I work in an aquatics store, and ponds are my department so i hope this helps! 

PS dont skimp out on anything if you wanna do it properly!!


----------



## Philko (Aug 18, 2014)

gchannon said:


> Depending on what advice you want in regards to this really, i personally would make the pond 1.5m deep the whole way round so it gives the bottom drain the best chance to do its job.
> 
> In addition to the Eazy Pod, i would probably use an Elecro Powerbead 85, to draw out any larger particles floating within the system, as the Eazy Pod may struggle to do so initially, especially if you chuck loads of fish in at once.
> 
> ...


Thanks for the advice!
I take it the Elecro Powerbead 85 is a skimmer?

Never heard of Potassium Permanganate before in use with the K1 in the filter so thats really helpful and ill will store this info away when i need it. 

I have a question on flow?

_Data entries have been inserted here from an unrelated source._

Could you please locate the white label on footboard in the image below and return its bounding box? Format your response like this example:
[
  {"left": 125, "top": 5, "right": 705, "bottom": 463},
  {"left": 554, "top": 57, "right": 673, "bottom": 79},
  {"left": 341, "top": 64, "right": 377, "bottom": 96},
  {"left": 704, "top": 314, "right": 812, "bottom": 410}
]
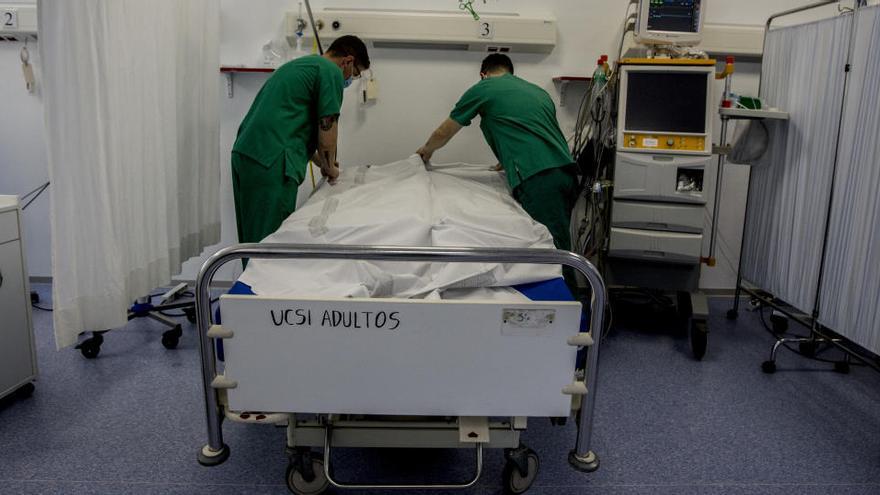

Should i use a 3" or 4" bottom drain for the easy pod? my pump will be around 8000 litres per hour to tie in with my pond volume....will the easy pod operate at its optimum level with this rate? 

Thanks,
Phil.


----------



## baitman (Jan 13, 2011)

Just a little side note, the uv needs to be before the filter, not after......


----------



## johne.ev (Sep 14, 2008)

I would have the uv after the filter. You don't want dirty water going through the uv ideally.


----------



## Philko (Aug 18, 2014)

johne.ev said:


> I would have the uv after the filter. You don't want dirty water going through the uv ideally.


Thats what i thought as the big local water garden centre that has all the pro kit (neuxs 310) has there big UV units after the filters and pumps then through the UV into the crystal clear big koi tanks.

Whats the general opinion of this?


----------



## 170pand (Dec 22, 2008)

If it's gravity fed 
It goes
Bottom drain. Filter. Pump Uv. Pond. 
Pump fed. Pump. Uv. Filter. Pond. 

As u cannot fit a uv on a pipe fed before filter as if your using 4 inch pipe your never get it to fit lol hence y u use it on the thinner return pipes


----------